Las muertes por sobredosis son evitables
Ayer se celebró el día mundial de la sensibilización de las muertes por sobredosis y queremos sumarnos a las reflexiones que se han ido haciendo a lo largo de la semana pasada.
España cuenta con un potente sistema de salud pública y una larga trayectoria en reducción de daños, sin embargo, no hemos sido capaces de abandonar las nociones paternalistas ni la mirada médico-centrada de las drogas, a pesar de todo el recorrido hecho y esto tiene un efecto directo en las sobredosis.
Existe un medicamento altamente efectivo para evitar las muertes por sobredosis de opioides: la naloxona. Este antagonista tiene la capacidad de salvar vidas con mínimos riesgos para la persona que lo recibe, sin embargo, en España todavía está sometido a un estricto control farmacológico y solo se autoriza para su uso clínico. El hecho de que unicamente esté disponible en formato inyectable intramuscular y no en otros, como el spray nasal (Narcan®) que vemos en EEUU confina el manejo únicamente en el personal sanitario. Haciendo honor a una tradición altamente jerárquica y profesionalizada de la mirada de las drogas, es el personal médico quien lo receta y el personal sanitario quien lo administra, obturando la posibilidad de instruir a la propia persona usuaria y a su entorno en la administración para que puedan salvar(se) la vida, dado que choca con la visión paternalista que aun tenemos de la salud.
Bajo este control sigue operando el estigma hacia las personas que usan drogas. La máxima todavía sigue siendo evitar el consumo antes que evitar las muertes, sostenida sobre toda una serie de creencias alarmistas donde cualquier herramienta que permita un uso de sustancias más seguro produce un efecto llamada.

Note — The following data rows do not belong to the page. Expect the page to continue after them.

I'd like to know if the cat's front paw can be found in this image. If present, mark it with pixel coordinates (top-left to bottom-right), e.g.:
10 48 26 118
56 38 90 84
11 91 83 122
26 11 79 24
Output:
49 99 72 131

Alarmismo que choca, paradójicamente, con la forma que tenemos de registrar las sobredosis. Desde el tejido asociativo se afirma que hay una infrarrepresentación de las muertes por sobredosis dentro de nuestro territorio. La forma de registrarlas es generalista: por un lado se recogen los datos desde sistemas centrales a los que no todas las comunidades autónomas reportan de la misma manera y, por otro lado, las formas en las que se registran las muertes no están estandarizadas: pueden aparecer como fallo cardiaco, respiratorio, pero no por reacción aguda a sustancias psicoactivas… Registrarlas exhaustivamente no implica una suerte de viaje de regreso a los años 80, lo que se consigue es elaborar políticas públicas más ajustadas a la realidad y, nuevamente, salvar vidas.